Ausblick auf die Grüne Mobilität
Das Panel zur Zukunft der Mobilität konzentrierte sich hauptsächlich auf individuelle Verkehrsoptionen in einer urbanen Umwelt. Ausgehend von der Tatsache eines grundsätzlichen Mobilitätsbedürfnisses waren sich die Teilnehmer darin einig, dass die Mobilität in den Städten in Zukunft sehr anders aussehen wird. In der Frage aber, wie genau diese zukünftige Mobilität aussehen könnte, gingen die Meinungen auseinander. Während Vertreter von Daimler und BMW den Blick vor allem auf individuelle Mobilitätslösungen wie Automobile gerichtet hatten, favorisierten andere Teilnehmer gemeinsame kollektive Mobilitätslösungen.
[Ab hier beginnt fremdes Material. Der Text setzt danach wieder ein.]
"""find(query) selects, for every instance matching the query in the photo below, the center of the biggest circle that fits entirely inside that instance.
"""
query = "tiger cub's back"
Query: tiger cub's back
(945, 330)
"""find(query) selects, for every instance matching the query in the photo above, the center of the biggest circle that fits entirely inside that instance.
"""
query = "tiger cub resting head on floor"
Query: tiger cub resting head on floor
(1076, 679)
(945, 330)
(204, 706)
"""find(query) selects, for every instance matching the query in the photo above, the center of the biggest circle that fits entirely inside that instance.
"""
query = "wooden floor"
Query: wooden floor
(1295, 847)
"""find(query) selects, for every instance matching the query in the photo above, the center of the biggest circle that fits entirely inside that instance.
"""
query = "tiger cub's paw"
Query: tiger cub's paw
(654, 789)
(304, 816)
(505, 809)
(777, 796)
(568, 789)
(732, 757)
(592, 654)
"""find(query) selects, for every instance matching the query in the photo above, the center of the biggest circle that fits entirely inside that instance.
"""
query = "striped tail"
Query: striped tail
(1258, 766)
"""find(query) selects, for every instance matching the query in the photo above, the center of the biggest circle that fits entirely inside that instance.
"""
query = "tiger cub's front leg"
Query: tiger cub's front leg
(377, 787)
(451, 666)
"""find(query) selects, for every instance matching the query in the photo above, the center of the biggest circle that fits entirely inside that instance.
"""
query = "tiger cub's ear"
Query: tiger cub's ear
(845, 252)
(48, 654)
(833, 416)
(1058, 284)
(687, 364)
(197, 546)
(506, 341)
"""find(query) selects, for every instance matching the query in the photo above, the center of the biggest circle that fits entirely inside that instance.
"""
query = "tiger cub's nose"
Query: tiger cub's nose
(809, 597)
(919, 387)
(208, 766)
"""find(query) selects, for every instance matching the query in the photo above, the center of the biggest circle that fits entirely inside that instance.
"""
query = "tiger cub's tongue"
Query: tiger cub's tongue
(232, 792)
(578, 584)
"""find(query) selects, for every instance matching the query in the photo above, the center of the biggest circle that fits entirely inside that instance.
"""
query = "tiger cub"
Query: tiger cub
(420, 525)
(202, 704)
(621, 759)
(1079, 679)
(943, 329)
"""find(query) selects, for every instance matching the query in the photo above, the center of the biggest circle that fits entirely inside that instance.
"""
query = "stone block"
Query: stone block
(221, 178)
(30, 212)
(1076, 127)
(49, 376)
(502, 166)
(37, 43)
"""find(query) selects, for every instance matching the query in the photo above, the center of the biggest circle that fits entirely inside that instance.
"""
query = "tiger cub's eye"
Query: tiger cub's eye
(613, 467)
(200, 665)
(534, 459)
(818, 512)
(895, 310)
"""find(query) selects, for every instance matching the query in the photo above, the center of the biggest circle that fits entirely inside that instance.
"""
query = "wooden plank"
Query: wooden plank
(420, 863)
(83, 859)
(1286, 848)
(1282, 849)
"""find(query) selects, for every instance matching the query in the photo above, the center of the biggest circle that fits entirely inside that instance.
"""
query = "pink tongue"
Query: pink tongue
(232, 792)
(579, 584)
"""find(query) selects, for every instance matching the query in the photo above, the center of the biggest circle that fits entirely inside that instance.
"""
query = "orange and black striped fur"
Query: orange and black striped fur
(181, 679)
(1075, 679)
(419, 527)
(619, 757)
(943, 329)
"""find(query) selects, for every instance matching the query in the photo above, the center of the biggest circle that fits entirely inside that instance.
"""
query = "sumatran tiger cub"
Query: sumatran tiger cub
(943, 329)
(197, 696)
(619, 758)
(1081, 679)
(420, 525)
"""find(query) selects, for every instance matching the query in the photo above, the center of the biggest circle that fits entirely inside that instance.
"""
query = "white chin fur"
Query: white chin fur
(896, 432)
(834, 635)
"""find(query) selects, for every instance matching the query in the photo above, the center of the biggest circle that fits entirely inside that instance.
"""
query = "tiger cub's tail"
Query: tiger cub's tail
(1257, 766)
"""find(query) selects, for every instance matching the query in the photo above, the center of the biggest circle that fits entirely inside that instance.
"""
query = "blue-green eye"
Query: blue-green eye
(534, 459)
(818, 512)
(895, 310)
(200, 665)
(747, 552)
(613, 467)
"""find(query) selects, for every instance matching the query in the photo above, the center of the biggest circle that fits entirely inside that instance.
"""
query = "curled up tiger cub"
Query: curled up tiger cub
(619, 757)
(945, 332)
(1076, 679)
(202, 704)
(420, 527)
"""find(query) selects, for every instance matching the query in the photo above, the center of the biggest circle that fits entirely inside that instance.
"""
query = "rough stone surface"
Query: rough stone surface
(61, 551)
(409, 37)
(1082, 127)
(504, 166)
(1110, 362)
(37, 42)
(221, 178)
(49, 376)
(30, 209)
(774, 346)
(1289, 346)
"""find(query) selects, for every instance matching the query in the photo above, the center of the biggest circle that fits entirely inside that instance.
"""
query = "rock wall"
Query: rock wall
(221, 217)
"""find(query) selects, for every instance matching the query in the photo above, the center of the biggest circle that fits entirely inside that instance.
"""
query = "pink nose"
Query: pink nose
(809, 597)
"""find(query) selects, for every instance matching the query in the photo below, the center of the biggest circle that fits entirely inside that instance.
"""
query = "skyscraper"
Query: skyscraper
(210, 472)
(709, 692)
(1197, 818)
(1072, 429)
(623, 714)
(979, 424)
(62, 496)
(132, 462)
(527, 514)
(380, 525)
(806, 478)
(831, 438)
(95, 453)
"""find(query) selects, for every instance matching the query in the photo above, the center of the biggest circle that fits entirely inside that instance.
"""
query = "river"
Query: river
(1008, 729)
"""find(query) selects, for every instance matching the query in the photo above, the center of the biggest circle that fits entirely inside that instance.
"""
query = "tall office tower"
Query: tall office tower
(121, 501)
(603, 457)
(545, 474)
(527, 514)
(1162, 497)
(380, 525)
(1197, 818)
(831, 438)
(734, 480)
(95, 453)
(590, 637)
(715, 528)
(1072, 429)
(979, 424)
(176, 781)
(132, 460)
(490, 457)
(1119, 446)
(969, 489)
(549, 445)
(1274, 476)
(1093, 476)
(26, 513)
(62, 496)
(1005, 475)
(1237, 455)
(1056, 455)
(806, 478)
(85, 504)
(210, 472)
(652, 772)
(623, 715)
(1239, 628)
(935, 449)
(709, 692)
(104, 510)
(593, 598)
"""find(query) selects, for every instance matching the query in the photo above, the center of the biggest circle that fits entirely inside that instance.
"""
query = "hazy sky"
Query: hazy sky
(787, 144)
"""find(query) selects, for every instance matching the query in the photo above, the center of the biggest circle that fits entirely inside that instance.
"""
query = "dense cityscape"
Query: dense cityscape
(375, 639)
Auf jeden Fall aber, so der Tenor des Panels, muss in Zukunft auf eine bessere Verknüpfung der einzelnen Verkehrsmittel gesetzt und ein so genanntes multimodales Verkehrssystem aufgebaut werden. Neben aktuellen Projekten, die auf eine stärkere Vernetzung von Autos und öffentlichen Verkehrsmittel abzielen, wurde auch über die Rolle von Elektroautos diskutiert. Auch wenn ein Panelteilnehmer des Elektroauto als die perfekte Lösung für urbane Räume anpries, blieb unklar, wie dem Elektroauto zum Durchbruch am Markt verholfen werden könnte und wurde es insgesamt nur als ein möglicher Bestandteil einer Lösung betrachtet.